The film is set in 1980s Queens against the backdrop of a country going through an ominous sociopolitical change. It follows Jewish-American student Paul Graff (Repeta) and his friend Johnny (Webb), who is targeted by their racist teacher (Polk), as Paul finds himself at odds with his parents (Strong and Hathaway).

“I’m glad that we’re telling the story at this time because I think that in the past few years so many of us have developed a deeper and more nuanced and more sophisticated understanding and issues surrounding injustice — different kinds of racial injustice, gender injustice, class injustice,” Hathaway told The Hollywood Reporter. “I think we’re being more thoughtful about it, about those subjects those issues, those realities.”

Polk and Gray agree that one of the takeaways from the film is the importance of showing children moral and ethical teachings at a young age.

“We try to have them find it for themselves, but that’s not the way it works,” Gray told THR on the carpet.
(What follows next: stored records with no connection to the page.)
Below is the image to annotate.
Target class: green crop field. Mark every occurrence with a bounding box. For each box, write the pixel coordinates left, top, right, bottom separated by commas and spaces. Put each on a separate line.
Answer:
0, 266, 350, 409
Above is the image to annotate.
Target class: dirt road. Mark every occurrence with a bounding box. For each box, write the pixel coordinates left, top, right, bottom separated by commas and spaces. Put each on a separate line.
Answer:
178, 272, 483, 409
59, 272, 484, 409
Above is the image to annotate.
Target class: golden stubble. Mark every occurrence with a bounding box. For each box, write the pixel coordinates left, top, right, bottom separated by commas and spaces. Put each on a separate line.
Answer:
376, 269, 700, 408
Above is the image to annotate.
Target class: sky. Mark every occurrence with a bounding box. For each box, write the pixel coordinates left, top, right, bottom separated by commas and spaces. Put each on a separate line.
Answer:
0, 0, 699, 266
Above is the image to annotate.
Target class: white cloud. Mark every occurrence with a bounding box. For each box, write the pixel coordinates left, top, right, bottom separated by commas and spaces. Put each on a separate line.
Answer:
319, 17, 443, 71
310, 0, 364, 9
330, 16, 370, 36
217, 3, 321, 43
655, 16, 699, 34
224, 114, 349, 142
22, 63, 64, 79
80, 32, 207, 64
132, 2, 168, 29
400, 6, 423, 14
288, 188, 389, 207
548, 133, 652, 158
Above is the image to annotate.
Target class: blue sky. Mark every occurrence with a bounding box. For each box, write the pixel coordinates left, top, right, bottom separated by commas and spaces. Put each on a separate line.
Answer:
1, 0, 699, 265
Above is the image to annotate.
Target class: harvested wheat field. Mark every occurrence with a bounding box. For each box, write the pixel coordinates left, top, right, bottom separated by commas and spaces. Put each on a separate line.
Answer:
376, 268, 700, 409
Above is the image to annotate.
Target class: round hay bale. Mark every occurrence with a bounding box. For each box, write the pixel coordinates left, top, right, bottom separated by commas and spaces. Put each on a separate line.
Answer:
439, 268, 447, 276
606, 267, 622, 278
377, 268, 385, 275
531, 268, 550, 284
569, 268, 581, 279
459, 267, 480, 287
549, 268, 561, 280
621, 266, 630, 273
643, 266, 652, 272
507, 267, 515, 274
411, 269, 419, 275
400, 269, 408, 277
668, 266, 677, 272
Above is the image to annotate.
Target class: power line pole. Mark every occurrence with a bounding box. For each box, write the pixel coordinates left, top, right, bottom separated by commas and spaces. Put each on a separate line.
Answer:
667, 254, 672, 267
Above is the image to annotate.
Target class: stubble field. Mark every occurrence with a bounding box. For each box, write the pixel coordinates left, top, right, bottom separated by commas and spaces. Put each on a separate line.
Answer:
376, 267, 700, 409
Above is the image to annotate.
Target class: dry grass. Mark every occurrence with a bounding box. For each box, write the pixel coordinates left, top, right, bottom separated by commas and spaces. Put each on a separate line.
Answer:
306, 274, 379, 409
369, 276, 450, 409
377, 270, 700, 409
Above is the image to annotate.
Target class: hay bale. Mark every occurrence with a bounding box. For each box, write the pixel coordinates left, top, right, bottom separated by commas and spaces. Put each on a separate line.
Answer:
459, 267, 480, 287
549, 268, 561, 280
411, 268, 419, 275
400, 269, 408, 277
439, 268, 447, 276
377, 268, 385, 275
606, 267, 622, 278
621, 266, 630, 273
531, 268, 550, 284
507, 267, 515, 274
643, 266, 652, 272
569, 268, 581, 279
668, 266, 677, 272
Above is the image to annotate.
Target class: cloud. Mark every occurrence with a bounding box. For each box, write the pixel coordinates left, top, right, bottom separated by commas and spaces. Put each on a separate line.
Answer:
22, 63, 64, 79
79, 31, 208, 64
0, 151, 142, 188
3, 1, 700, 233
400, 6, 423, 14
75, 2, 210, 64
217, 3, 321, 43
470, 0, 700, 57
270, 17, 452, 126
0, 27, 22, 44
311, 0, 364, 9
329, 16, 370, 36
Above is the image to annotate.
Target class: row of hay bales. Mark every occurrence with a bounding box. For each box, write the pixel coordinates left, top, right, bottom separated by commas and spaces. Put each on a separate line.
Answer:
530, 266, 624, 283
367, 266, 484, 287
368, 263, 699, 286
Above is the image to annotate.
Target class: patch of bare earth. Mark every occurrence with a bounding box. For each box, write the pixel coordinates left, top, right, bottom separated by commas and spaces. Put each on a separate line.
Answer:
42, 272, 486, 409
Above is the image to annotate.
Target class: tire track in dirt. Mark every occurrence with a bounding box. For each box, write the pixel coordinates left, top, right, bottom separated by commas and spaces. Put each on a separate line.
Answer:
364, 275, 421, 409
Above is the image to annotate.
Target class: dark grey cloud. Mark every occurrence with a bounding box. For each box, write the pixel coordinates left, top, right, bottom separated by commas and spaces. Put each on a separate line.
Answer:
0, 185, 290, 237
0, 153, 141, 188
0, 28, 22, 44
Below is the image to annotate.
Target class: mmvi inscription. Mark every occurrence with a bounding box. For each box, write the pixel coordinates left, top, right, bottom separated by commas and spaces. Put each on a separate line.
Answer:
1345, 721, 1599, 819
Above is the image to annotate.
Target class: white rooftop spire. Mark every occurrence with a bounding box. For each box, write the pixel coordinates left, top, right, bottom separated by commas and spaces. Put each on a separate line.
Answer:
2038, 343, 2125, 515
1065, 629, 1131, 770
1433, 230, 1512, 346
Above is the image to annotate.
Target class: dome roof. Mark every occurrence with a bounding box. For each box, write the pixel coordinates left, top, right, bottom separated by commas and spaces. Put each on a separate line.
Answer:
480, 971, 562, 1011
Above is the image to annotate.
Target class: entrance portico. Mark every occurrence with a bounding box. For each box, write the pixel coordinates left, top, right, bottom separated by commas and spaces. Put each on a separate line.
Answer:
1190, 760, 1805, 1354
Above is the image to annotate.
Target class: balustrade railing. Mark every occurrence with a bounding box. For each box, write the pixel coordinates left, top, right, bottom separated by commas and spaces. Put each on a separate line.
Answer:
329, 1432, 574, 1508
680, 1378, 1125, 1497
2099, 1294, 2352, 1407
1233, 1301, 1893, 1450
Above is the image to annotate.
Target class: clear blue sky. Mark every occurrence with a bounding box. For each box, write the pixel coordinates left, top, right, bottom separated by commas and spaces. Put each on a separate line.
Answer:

Polk added, “There’s the image of polarization in our country, and, really, when you’re a kid at 12, and you’re being asked to see the world for the first time — see race for the first time, see your position, whatever privilege you have: a tendency if you’re white or a middle-class Jewish family, which is projected here — then being asked to make a moral choice about where you stand on these things at a young age, I think is really important.”

The actor reached out to people he knows who attended the school, P.S. 173, in Queens in the ’80s to see if they had met Mr. Turkletaub, the teacher he plays in Armageddon Time, and surprisingly enough, his friend and fellow actor Amy Ryan was one of Turkletaub’s students. She recalled learning from him in school and even sent Polk a photo of him with several students.

Webb, who takes on the role of Johnny, thinks this story could’ve been told at any point and still resonated somehow.

“Racism now is just as bad as it was back in the ’80s,” Webb told THR. “I feel like people need to know racism and discrimination against Black people and against Jewish people. This movie really does show how unfair it was.”

Gray wrote the script in 2019 in an effort to try to express himself personally in the most honest way, as the world around him changed.

“I saw that our struggle with democracy and for democracy is not over,” Gray told THR about his desire to tell this story. “Sometimes you have to look backwards to look forwards.”

Armageddon Time hits theaters Oct. 28.